VoiceOver Refinements We’ve refined VoiceOver to make it easier to navigate PDFs, websites, and messages. In Safari, improved conformance with HTML5 accessibility standards allows for more consistent navigation of websites. VoiceOver is now better at reading aloud tagged PDFs and email messages. If you start reading a website in a different language, VoiceOver can switch to the voice for that language automatically.¹ And you can add custom commands and workflows to your MacBook Pro with Touch Bar. VoiceOver and Braille Support VoiceOver is the first screen reader to provide plug-and-play support for refreshable braille displays.
Plug in or sync one of over 100 compatible displays, and the VoiceOver description is presented to you in braille. In macOS High Sierra, you can edit seamlessly in Grade 2 Braille, viewing your edits in the context of the actual line of text. Converting between braille and text happens automatically so you see only Grade 2 Braille.

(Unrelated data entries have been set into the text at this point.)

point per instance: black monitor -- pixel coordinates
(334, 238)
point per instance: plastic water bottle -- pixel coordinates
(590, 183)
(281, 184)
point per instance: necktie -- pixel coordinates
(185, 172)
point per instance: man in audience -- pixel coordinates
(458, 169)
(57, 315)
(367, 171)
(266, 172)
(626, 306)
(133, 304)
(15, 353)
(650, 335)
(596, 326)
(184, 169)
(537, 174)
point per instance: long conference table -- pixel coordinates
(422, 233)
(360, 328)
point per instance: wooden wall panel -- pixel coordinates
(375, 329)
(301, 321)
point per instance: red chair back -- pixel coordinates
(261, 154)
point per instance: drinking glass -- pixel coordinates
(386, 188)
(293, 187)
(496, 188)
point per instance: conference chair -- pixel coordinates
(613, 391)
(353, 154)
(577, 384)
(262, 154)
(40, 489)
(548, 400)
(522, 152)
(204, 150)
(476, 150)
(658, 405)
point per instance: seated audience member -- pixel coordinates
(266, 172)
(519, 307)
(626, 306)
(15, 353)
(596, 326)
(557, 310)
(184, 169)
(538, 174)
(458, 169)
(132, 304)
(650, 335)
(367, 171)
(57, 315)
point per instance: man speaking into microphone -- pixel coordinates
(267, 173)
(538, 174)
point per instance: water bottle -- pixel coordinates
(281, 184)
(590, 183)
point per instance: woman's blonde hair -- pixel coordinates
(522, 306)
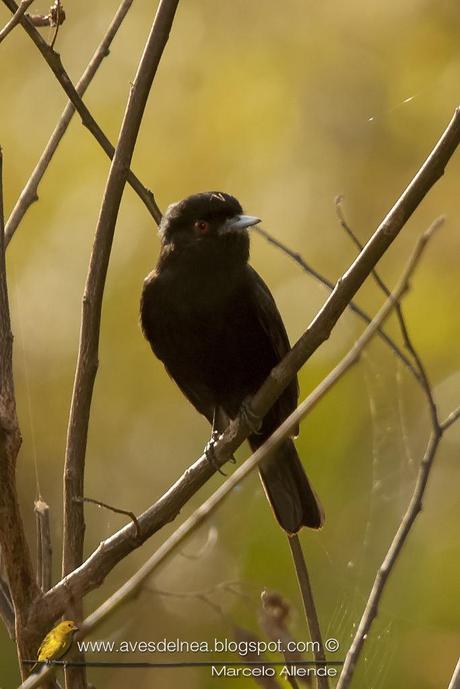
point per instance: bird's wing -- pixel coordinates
(270, 320)
(43, 650)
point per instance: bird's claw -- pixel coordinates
(253, 421)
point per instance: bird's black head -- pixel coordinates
(205, 222)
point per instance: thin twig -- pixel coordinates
(103, 559)
(44, 548)
(54, 61)
(298, 258)
(387, 566)
(117, 510)
(309, 607)
(30, 192)
(15, 19)
(57, 15)
(452, 418)
(13, 544)
(455, 681)
(422, 374)
(6, 609)
(87, 363)
(115, 548)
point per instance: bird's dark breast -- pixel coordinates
(208, 333)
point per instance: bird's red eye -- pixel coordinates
(202, 226)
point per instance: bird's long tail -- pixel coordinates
(288, 489)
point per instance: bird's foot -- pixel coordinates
(253, 421)
(210, 453)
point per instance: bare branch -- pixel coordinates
(92, 300)
(422, 374)
(6, 609)
(54, 61)
(130, 588)
(29, 193)
(455, 681)
(117, 510)
(452, 418)
(13, 544)
(387, 566)
(330, 286)
(44, 549)
(115, 548)
(309, 606)
(15, 19)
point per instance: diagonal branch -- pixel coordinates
(54, 61)
(330, 286)
(94, 289)
(15, 19)
(90, 574)
(422, 376)
(13, 544)
(136, 581)
(29, 194)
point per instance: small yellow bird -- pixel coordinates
(56, 643)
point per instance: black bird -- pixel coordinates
(214, 324)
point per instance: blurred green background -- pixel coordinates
(284, 105)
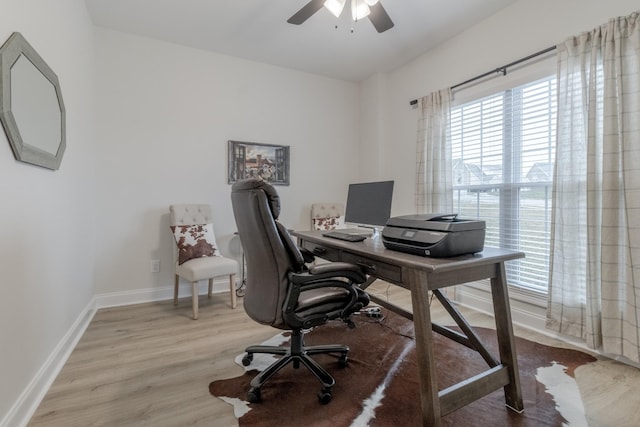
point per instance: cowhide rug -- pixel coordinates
(379, 387)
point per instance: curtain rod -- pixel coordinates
(498, 70)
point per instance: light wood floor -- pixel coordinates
(151, 364)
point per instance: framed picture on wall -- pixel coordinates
(253, 160)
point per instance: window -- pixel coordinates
(503, 152)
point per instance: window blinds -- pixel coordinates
(503, 151)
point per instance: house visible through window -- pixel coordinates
(503, 147)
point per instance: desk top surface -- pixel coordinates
(374, 249)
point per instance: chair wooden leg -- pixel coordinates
(194, 296)
(232, 289)
(175, 290)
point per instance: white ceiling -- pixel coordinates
(258, 30)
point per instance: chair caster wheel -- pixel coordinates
(324, 396)
(253, 396)
(246, 360)
(343, 360)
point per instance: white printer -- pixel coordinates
(434, 235)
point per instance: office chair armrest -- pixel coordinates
(307, 255)
(331, 270)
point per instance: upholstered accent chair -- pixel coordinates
(285, 291)
(197, 255)
(327, 216)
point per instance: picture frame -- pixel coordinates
(254, 160)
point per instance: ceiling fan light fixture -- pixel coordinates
(359, 10)
(335, 7)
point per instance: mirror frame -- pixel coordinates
(15, 46)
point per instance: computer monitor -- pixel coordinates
(369, 203)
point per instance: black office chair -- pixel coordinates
(282, 291)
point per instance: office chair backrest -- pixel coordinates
(269, 250)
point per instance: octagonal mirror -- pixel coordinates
(31, 107)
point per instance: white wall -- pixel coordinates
(47, 240)
(523, 28)
(166, 113)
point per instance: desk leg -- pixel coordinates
(506, 341)
(429, 400)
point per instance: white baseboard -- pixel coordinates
(528, 314)
(30, 398)
(140, 296)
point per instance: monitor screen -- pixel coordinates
(369, 203)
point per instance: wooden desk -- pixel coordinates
(423, 274)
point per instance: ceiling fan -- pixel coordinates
(359, 9)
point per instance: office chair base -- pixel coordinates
(296, 354)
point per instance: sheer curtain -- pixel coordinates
(594, 291)
(434, 178)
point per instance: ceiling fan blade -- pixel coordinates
(306, 12)
(380, 18)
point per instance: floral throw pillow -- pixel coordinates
(329, 223)
(195, 241)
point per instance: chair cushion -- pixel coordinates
(195, 241)
(205, 268)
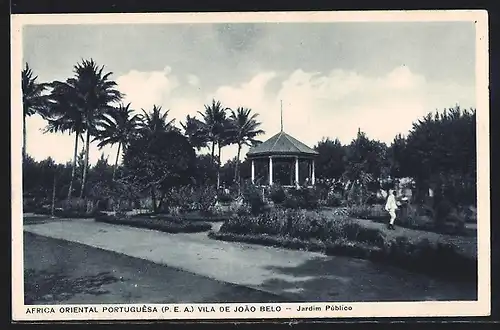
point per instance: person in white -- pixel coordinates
(391, 206)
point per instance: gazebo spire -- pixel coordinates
(281, 115)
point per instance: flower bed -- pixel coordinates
(439, 259)
(160, 224)
(194, 216)
(346, 237)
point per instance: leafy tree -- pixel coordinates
(330, 161)
(245, 129)
(117, 126)
(365, 159)
(440, 153)
(34, 99)
(397, 158)
(365, 162)
(92, 93)
(159, 162)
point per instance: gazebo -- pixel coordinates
(283, 146)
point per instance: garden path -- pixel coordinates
(297, 275)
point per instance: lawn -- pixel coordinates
(59, 271)
(466, 244)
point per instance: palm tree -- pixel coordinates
(64, 116)
(194, 129)
(246, 128)
(217, 127)
(214, 119)
(117, 126)
(93, 93)
(34, 100)
(154, 121)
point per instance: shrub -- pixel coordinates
(304, 198)
(334, 199)
(354, 231)
(253, 197)
(75, 205)
(439, 259)
(204, 198)
(277, 194)
(368, 212)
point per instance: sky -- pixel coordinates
(332, 78)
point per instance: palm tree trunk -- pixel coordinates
(213, 160)
(116, 161)
(218, 168)
(213, 150)
(52, 208)
(73, 169)
(236, 167)
(24, 136)
(153, 200)
(86, 164)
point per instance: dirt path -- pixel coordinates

VoiceOver is also the only screen reader that supports more than one braille display at a time. So in a meeting or class, you can present what’s on your screen to multiple braille users simultaneously.
And for sighted users who sit alongside you, there’s an onscreen braille panel that displays both braille and plain-text versions of the descriptions spoken by VoiceOver. Dictation Dictation lets you talk where you would type — and it works in over 40 languages.
So you can reply to an email, search the web, or write a report using just your voice. Navigate to any text field, activate Dictation, then say what you want to write.
MacOS also comes with more than 50 editing and formatting commands. So you can turn on Dictation and tell your Mac to bold a paragraph, delete a sentence, or replace a word. You can also use Automator workflows to create your own Dictation commands. Zoom on Mac Zoom is a powerful built-in magnifier that lets you enlarge your screen up to 20 times, so you can better see what’s on the display. Set up a shortcut for quickly zooming in and out by selecting “Use scroll gesture with modifier keys to zoom” in the Zoom pane of Accessibility in System Preferences.
You can zoom using full screen or picture-in-picture, allowing you to see the zoomed area in a separate window while keeping the rest of the screen at its native size. A shortcut key lets you pan the screen without moving the pointer while zoomed in. MacOS can also flash the screen for notifications offscreen or speak text under your pointer.
The hardware acceleration engine lets you boost the size of everything on your screen — text on a web page, family photos, a place on a map.